On your questions. What do we mean by "large sample"? This depends heavily on the context, and for specific tools it can be answered via simulation. That is, you artificially generate data, and see how, say, the rejection rate behaves as a function of sample size, or the bias behaves as a function of sample size. A specific example is here, where the authors see how many clusters it takes for OLS clustered standard errors, block bootstraped standard errors etc. to perform well. Some theorists also have statements on the rate of convergence, but for practical purposes the simulations appear to be more informative.
Does it really take $n\to \infty$? If that's what the theory says, yes, but in application we can accept small, negligible bias, which we have with sufficiently large sample sizes with high probability. What sufficiently means depends on the context, see above.
On question 3: usually, the question of unbiasedness (for all sample sizes) and consistency (unbiasedness for large samples) is considered separately. An estimator can be biased, but consistent, in which case indeed only the large sample estimates are unbiased. But there are also estimators that are unbiased and consistent, which are theoretically applicable for any sample size. (An estimator can also be unbiased but inconsistent for technical reasons.)
Best Answer
It is for example useful to do so in order to be able to quantify the sampling uncertainty of an estimator, or the null distribution of a test.

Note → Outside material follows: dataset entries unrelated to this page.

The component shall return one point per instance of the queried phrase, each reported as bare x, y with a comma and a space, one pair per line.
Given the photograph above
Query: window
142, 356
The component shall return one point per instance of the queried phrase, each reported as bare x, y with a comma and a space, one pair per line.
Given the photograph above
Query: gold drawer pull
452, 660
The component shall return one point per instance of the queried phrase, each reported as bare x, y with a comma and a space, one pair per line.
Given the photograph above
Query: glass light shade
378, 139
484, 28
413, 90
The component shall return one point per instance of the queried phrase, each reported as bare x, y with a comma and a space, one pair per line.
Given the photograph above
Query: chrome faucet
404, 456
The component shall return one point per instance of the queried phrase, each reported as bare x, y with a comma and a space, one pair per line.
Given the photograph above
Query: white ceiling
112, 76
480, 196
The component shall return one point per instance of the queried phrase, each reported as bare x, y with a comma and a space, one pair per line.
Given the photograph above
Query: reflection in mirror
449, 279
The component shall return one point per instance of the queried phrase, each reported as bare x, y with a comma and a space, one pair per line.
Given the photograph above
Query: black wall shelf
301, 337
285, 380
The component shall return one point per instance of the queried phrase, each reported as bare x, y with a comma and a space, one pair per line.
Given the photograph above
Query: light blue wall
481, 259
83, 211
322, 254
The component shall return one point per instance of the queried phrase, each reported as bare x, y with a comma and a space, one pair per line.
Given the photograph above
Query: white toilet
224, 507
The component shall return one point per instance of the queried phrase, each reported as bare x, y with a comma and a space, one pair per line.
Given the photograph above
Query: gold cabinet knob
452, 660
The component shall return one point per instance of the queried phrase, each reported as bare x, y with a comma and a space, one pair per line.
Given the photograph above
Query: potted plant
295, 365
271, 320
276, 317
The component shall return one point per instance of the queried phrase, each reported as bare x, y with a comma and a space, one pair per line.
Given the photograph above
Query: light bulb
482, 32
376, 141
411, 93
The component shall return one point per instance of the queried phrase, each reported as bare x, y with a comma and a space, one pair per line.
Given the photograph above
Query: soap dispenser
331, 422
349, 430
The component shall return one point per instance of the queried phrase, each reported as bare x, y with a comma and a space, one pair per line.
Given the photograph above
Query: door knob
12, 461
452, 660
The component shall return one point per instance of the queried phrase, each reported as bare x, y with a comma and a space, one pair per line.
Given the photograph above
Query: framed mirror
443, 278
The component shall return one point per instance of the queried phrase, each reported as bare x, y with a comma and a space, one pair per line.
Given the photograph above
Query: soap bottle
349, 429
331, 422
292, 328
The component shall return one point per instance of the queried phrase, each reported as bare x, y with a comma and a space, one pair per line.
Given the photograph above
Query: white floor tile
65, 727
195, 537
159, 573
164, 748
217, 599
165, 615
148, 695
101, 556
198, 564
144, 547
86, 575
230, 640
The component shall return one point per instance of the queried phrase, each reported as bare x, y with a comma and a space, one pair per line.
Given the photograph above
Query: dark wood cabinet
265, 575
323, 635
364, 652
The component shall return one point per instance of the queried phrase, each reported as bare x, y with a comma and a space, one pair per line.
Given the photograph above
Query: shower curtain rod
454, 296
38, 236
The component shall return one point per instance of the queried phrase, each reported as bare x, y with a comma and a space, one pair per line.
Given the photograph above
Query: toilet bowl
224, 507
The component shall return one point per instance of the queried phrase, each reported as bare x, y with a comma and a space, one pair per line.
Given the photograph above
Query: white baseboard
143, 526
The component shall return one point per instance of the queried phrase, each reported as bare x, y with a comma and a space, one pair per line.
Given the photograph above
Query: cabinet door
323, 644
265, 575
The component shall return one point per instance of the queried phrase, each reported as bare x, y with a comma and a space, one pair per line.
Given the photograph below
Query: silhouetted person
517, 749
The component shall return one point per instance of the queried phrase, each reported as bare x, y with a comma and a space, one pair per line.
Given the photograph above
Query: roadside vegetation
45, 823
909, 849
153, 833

Recall that normal random variables take 95% of their realizations in the interval $\mu\pm1.96\sigma$. So if you can demonstrate that (typically, a scaled version of) an estimator is asymptotically normal, then you know it behaves normally at least in large samples, so you can easily construct confidence intervals, for example.
Whether or not the approximation is useful to settings in which (as always in practice) your sample is finite is in general unfortunately indeed not known analytically - if could derive the finite-sample distribution analytically, that is what we would work with. Unfortunately, that only works in very rare cases (for example, when sampling from a normal distribution, the t-statistic follows a t distribution).
Typically, simulations are then used to at least get an idea of the usefulness of the approximation in relevant cases.